The diagnostic workup starts with a neck ultrasound to assess nodule characteristics and cervical lymph nodes. Fine‑needle aspiration (FNA) provides cytologic diagnosis, distinguishing benign from malignant lesions. Thyroid function tests (TSH, T3, T4) evaluate hormonal status. A radioactive iodine scan determines tumor iodine avidity, guiding suitability for RAI therapy. Advanced imaging (CT, MRI, PET‑CT) detects extrathyroidal extension or distant metastases, which is crucial for accurate staging and treatment planning. All results are reviewed in a multidisciplinary tumor board to formulate a personalized treatment plan.
Total thyroidectomy removes the entire gland, providing the best chance for complete disease removal and allowing for effective postoperative radioactive iodine (RAI) treatment. It is indicated for tumors >1 cm, multifocal or bilateral disease, and aggressive histologies. Lobectomy (hemithyroidectomy) preserves thyroid function and avoids lifelong hormone replacement, making it appropriate for low‑risk, solitary papillary cancers ≤1 cm without evidence of spread. The decision also considers patient preference, cosmetic outcomes, and potential surgical risks such as recurrent laryngeal nerve injury or hypocalcemia.
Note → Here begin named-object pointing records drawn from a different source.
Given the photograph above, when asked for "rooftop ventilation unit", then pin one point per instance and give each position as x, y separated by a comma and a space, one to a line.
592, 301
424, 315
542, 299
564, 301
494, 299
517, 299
After total thyroidectomy, patients may receive I‑131, a beta‑emitting isotope that selectively accumulates in thyroid cells due to their iodine‑transport mechanisms. Prior to RAI, the patient’s TSH level is raised (≥30 mIU/L) either by hormone withdrawal or recombinant TSH to enhance iodine uptake. Dosimetry calculates the optimal activity (30–150 mCi) based on disease burden. Post‑treatment whole‑body scans assess iodine distribution and identify metastatic sites. Side effects are usually mild, such as dry mouth or nausea, while long‑term risks like secondary malignancies are rare when dosing follows guidelines.
For radioactive‑iodine‑refractory differentiated thyroid cancer, lenvatinib and sorafenib (tyrosine kinase inhibitors) have shown efficacy in prolonging progression‑free survival. Medullary thyroid carcinoma with RET mutations responds to selective RET inhibitors such as selpercatinib and pralsetinib. Anaplastic thyroid cancer harboring BRAF‑V600E mutations can be treated with a combination of BRAF inhibitors (vemurafenib or dabrafenib) and MEK inhibitors (trametinib). Pembrolizumab, an immune checkpoint inhibitor, is being studied for tumors with high microsatellite instability or PD‑L1 expression. Treatment choice is guided by comprehensive genomic profiling, and side‑effect management is integrated into patient care.